Key quantitative findings: In mammals, TEs occupy 37–55 % of the genome, whereas in the examined non‑mammalian species they cover roughly 10 % (with zebrafish as an outlier at 26.5 %). The composition of TE families differs markedly: chicken genomes are dominated by CR1 LINEs (≈79 % of all TEs), zebrafish by DNA transposons (>75 %), fruit fly by LTR elements (44 %), and C. elegans by DNA transposons (≈70 %). This compositional shift influences how TEs interact with host genes.

Insertion into introns: In humans and mice about 60 % of TEs reside within introns. In chicken, zebrafish, and sea squirt the corresponding percentages drop to 33.2 %, 47.3 %, and 39.4 % respectively. Fruit fly and C. elegans show similar overall intronic TE percentages to mammals, yet the proportion of introns that actually contain TEs is dramatically lower—1.7 % in fruit fly and 5.6 % in C. elegans—reflecting a strong selective barrier against TE integration in short introns.

Intronic length analysis reveals a positive correlation between median intron size and the fraction of introns harboring TEs. Median lengths of TE‑containing introns are ~3 kb in humans, mice, chicken, and zebrafish, but only ~700 bp in C. elegans and ~6 kb (after TE subtraction) in fruit fly, whose typical introns are only ~72 bp. This suggests that long introns provide a permissive environment for TE insertion and subsequent exonization, whereas short introns are protected by the “intron definition” mechanism.
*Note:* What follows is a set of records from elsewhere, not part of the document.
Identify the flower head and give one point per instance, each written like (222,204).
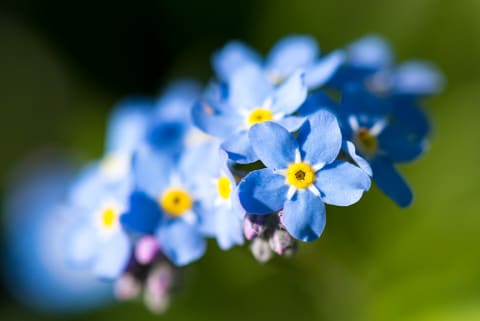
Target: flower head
(302,175)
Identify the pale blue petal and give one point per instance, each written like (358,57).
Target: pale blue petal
(273,144)
(231,57)
(229,229)
(291,53)
(143,214)
(417,78)
(82,245)
(304,216)
(180,241)
(290,95)
(262,192)
(249,88)
(239,149)
(321,72)
(320,138)
(113,256)
(390,182)
(349,148)
(211,121)
(151,170)
(341,183)
(292,123)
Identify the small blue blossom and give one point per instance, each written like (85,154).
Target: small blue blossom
(165,204)
(215,183)
(384,138)
(369,64)
(36,221)
(302,175)
(97,240)
(251,99)
(290,54)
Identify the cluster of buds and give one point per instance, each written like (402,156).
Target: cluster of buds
(150,275)
(268,236)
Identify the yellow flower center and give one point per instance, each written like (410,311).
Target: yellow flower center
(366,142)
(259,115)
(224,187)
(176,201)
(109,217)
(300,175)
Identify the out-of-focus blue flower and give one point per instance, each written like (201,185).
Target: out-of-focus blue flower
(384,138)
(290,54)
(301,175)
(251,99)
(96,240)
(216,186)
(369,64)
(37,221)
(166,204)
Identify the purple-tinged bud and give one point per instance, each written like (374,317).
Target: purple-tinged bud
(157,288)
(281,242)
(146,250)
(127,287)
(253,226)
(261,250)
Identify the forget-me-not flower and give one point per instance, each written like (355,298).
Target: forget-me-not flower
(290,54)
(302,175)
(251,99)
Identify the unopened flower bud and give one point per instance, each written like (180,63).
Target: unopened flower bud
(146,249)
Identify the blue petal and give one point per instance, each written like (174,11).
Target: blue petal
(249,88)
(304,216)
(321,72)
(320,139)
(229,229)
(239,149)
(390,182)
(291,53)
(291,123)
(128,124)
(290,95)
(82,245)
(176,100)
(151,170)
(231,57)
(399,146)
(417,78)
(262,192)
(208,119)
(316,101)
(180,241)
(408,114)
(143,214)
(349,148)
(113,256)
(273,144)
(371,52)
(341,183)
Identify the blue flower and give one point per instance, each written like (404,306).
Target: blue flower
(384,138)
(290,54)
(249,99)
(165,204)
(36,221)
(302,175)
(223,215)
(369,64)
(97,240)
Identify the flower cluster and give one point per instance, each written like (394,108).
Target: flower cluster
(257,155)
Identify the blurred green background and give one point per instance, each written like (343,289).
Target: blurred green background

Exonization events: The authors identified 70 TE‑derived exons in chicken and 253 in zebrafish, 9 in sea squirt, but none in fruit fly and only a single case in C. elegans (supported by a solitary individual). In mammals, thousands of TE‑derived exons have been reported; the lower numbers in non‑mammalian vertebrates indicate a reduced but still detectable contribution of TEs to transcriptome diversification. The majority of TE‑derived exons are alternatively spliced, mirroring the mammalian pattern and implying selective pressure to preserve the original mRNA while allowing novel isoforms. In chicken, many TE‑derived exons appear constitutively spliced, but limited EST coverage may bias this observation.

Orientation bias: Across the studied genomes, LTRs, DNA transposons, and LINEs preferentially insert in the antisense orientation relative to the host transcript, likely because sense‑oriented insertions would introduce ectopic promoters and be deleterious.

Coding‑region insertions: In fruit fly, three LINE insertions were found within internal coding exons, extending exon length dramatically (up to >4 kb) without disrupting the reading frame, a phenomenon not observed in mammals. In C. elegans, a DNA transposon contributed an alternatively spliced 73‑bp exon to a conserved gene, suggesting that exonization can also affect protein‑coding sequences in nematodes, albeit rarely.

Overall, the data support the authors’ central hypothesis: intron length is a key determinant of TE insertion frequency and subsequent exonization. The evolution of long introns in vertebrates created a “fertile ground” for TE‑driven transcriptome innovation, a process that intensified after the emergence of mammals. In contrast, the short‑intron architecture of many invertebrates restricts TE integration, resulting in minimal exonization. This work underscores that the impact of TEs on genome evolution is highly lineage‑specific, shaped by structural genome features and the balance between mutagenic risk and potential adaptive benefit.